Are you a data scientist?

Posted: Thu May 20, 2021 1:43 pm
by Paul Hockett

Image

It recently struck me that I'd always been tending towards being a data scientist - at least by some current definitions (see Drew Conway's Venn diagram, and above... there's also a more thorough diagrammatic comparison and discussion/debunking available from David Taylor) - initially in the guise of trying to bridge theory and experimental results (aka "experiments with a lot of analysis"), and latterly with more focus on method development, code-base building and open-source/open-data. For me, this has largely been about improving my hacking skills, as this was the main thing missing for me (aside from the derogatory sense, inasmuch as all my code was hacky). In my case, I take the data science box as more-or-less the core overlap of computation (writing code, using existing packages etc.), domain expertise (physics & chemistry for me), and application of analysis tools (stats sure, but fitting and modelling to extract fundamental quantities from experimental results and/or compare in detail with theory and/or model experiments from first principles are really my key aims - machine learning doesn't really feature at all for me thus far).

This also has me thinking on the bigger questions: are we all data scientists now? Is it possible to be a good scientist without being a data scientist of some flavour in the information era? Is this just cover for the old "big computer, small brain" approach in new clothes, with even bigger computers (I really hope not... although AI/ML is very much on that end of the spectrum in many cases for me)? And, perhaps most interestingly, what new capabilities do we open up with a more rounded approach (assuming that there is enough time in the day to learn all the relevant skills)?

A more eloquent definition from Jake Vanderplas (via the Python Data Science Handbook):

While some of the intersection labels are a bit tongue-in-cheek, this diagram captures the essence of what I think people mean when they say "data science": it is fundamentally an interdisciplinary subject.
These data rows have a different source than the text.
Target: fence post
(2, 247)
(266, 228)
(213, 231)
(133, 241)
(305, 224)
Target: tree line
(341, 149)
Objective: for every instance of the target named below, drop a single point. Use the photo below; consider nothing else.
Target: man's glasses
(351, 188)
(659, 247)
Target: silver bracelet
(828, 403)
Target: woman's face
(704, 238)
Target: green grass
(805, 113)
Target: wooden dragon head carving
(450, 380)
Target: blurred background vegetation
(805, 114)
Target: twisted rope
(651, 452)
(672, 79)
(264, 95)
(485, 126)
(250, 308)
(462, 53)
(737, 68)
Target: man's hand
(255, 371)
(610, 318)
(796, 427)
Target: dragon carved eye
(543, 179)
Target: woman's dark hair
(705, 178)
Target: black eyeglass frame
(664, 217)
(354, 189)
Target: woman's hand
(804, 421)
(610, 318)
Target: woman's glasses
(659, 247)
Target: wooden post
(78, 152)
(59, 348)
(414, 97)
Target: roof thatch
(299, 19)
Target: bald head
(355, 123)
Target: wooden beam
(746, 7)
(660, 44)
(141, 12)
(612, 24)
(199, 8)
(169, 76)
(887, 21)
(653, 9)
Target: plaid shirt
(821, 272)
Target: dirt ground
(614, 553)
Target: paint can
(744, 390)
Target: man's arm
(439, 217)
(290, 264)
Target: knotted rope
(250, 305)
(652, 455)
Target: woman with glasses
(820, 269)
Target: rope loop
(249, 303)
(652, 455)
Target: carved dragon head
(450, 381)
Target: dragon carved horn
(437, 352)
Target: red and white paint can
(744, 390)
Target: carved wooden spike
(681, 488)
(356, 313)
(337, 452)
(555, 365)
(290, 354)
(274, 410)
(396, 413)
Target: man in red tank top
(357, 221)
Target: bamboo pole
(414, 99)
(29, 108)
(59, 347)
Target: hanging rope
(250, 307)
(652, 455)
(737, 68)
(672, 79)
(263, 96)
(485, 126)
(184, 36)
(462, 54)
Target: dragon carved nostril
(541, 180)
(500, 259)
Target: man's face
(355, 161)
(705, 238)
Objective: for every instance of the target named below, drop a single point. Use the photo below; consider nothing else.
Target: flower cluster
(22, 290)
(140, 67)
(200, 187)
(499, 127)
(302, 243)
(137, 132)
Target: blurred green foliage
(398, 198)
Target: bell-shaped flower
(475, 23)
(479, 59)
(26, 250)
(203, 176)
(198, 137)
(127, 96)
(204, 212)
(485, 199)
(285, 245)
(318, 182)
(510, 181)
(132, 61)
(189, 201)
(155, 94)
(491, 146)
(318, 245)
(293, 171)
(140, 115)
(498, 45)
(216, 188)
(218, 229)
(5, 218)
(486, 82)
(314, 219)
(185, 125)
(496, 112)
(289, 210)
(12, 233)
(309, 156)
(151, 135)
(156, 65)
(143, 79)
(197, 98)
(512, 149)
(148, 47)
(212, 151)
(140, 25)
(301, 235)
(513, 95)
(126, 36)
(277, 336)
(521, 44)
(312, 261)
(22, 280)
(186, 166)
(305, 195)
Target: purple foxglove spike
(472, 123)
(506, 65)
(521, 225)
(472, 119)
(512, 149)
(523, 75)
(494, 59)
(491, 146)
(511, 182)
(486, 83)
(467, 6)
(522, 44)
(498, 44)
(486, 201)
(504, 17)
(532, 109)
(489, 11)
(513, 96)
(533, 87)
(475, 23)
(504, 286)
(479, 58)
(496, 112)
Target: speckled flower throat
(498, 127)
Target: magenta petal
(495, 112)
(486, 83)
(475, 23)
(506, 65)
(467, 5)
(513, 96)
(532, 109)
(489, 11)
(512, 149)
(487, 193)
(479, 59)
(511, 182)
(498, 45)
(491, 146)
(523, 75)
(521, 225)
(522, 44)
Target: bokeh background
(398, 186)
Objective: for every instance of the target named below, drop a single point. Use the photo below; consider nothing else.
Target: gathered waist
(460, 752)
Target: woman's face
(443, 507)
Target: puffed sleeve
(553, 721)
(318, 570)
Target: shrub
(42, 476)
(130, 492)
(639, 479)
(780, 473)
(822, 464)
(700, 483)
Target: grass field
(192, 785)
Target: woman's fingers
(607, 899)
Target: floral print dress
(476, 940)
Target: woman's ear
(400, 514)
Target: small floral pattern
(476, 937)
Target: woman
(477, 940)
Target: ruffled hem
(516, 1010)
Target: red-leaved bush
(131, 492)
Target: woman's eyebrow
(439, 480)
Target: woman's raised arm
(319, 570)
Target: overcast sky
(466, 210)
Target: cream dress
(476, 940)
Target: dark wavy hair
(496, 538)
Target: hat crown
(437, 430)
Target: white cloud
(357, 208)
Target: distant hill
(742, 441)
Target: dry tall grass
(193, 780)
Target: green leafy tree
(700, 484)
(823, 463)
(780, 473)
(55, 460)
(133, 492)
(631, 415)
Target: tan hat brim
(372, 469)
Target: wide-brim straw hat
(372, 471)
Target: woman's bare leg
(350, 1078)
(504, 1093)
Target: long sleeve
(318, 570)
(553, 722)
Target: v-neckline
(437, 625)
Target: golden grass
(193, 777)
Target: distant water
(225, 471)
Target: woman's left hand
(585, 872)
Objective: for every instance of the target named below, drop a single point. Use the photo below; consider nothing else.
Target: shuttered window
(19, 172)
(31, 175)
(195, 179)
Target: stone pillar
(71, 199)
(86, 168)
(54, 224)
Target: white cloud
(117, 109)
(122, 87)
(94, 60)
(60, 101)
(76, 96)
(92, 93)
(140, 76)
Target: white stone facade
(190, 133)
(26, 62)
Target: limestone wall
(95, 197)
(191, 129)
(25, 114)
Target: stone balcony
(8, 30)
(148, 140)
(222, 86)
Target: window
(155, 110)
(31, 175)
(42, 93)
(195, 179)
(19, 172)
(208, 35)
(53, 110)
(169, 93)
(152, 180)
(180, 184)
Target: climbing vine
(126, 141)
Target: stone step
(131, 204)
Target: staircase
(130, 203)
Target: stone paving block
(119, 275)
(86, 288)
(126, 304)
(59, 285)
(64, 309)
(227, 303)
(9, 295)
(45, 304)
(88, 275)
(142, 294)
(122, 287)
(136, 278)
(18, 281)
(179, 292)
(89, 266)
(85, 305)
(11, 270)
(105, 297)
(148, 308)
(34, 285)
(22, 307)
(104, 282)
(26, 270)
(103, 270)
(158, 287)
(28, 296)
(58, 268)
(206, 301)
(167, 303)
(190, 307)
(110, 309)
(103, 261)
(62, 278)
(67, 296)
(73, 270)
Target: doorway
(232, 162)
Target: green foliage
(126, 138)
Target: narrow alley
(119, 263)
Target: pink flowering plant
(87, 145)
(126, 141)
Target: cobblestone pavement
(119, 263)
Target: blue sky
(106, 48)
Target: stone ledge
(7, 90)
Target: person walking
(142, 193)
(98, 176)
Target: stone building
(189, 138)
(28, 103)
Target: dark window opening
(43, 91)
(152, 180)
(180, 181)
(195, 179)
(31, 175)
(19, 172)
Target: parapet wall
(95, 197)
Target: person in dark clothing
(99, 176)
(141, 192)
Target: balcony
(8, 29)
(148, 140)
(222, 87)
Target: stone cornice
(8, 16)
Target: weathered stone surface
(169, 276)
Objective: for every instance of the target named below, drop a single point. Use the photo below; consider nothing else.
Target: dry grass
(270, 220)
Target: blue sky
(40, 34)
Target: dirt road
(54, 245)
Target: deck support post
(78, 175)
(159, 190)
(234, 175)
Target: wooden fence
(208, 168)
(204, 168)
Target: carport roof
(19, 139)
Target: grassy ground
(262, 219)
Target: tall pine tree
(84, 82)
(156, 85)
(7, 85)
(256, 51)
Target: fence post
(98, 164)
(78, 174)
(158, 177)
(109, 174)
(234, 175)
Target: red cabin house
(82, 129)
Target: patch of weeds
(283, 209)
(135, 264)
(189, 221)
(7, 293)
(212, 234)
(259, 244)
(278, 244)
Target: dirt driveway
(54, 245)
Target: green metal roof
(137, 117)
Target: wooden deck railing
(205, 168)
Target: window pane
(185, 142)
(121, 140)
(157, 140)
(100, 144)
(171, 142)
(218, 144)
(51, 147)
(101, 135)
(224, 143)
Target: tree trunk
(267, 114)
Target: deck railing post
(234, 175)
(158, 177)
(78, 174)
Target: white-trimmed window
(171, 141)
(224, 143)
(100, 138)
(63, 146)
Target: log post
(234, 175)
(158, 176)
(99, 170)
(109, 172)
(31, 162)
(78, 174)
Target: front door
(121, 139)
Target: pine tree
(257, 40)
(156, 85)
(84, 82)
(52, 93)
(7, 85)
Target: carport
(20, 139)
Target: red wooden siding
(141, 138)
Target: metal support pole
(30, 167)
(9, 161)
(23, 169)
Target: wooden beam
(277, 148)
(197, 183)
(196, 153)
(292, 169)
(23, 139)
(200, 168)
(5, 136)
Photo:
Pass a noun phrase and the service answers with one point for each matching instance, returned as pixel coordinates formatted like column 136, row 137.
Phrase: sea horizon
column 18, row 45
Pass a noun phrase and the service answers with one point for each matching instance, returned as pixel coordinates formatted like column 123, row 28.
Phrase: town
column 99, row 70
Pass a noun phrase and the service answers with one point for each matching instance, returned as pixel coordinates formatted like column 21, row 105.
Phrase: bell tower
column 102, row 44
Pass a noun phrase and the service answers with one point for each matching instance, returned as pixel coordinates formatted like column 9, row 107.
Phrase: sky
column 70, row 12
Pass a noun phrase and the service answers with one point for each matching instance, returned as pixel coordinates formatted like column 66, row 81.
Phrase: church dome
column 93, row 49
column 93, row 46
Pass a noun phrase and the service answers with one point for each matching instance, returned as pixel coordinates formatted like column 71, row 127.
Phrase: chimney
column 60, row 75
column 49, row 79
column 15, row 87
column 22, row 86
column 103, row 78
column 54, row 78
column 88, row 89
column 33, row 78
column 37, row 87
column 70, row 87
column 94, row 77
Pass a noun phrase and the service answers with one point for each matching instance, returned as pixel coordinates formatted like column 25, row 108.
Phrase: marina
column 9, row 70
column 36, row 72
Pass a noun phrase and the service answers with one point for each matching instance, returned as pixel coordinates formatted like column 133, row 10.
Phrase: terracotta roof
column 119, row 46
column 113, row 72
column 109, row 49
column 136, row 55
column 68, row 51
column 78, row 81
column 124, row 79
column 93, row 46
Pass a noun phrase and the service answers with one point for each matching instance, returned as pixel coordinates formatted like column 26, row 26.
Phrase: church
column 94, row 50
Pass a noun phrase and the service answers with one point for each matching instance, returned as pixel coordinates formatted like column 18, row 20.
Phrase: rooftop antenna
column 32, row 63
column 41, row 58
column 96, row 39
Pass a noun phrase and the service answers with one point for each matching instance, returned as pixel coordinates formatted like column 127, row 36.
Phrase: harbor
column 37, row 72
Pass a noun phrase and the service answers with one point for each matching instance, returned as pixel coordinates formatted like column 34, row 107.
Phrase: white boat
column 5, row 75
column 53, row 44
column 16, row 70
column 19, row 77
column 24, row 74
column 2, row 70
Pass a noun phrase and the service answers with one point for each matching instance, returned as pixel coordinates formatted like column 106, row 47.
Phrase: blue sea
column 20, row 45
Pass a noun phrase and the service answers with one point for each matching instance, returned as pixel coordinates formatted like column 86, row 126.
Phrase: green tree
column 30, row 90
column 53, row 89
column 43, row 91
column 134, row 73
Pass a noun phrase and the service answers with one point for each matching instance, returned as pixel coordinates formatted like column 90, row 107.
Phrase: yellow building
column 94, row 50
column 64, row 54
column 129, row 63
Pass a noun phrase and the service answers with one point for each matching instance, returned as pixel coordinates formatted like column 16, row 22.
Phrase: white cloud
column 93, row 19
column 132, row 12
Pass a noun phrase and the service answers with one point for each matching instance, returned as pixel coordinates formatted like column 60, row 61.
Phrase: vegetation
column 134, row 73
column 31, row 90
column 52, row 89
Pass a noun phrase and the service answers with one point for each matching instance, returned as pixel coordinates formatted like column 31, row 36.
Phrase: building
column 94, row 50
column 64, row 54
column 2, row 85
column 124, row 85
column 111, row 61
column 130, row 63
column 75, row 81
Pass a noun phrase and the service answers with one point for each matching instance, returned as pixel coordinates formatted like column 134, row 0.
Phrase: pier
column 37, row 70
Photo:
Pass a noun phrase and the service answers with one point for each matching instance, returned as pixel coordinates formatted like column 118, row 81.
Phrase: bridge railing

Data science comprises three distinct and overlapping areas: the skills of a statistician who knows how to model and summarize datasets (which are growing ever larger); the skills of a computer scientist who can design and use algorithms to efficiently store, process, and visualize this data; and the domain expertise—what we might think of as "classical" training in a subject—necessary both to formulate the right questions and to put their answers in context.

With this in mind, I would encourage you to think of data science not as a new domain of knowledge to learn, but a new set of skills that you can apply within your current area of expertise. Whether you are reporting election results, forecasting stock returns, optimizing online ad clicks, identifying microorganisms in microscope photos, seeking new classes of astronomical objects, or working with data in any other field, the goal of this book is to give you the ability to ask and answer new questions about your chosen subject area.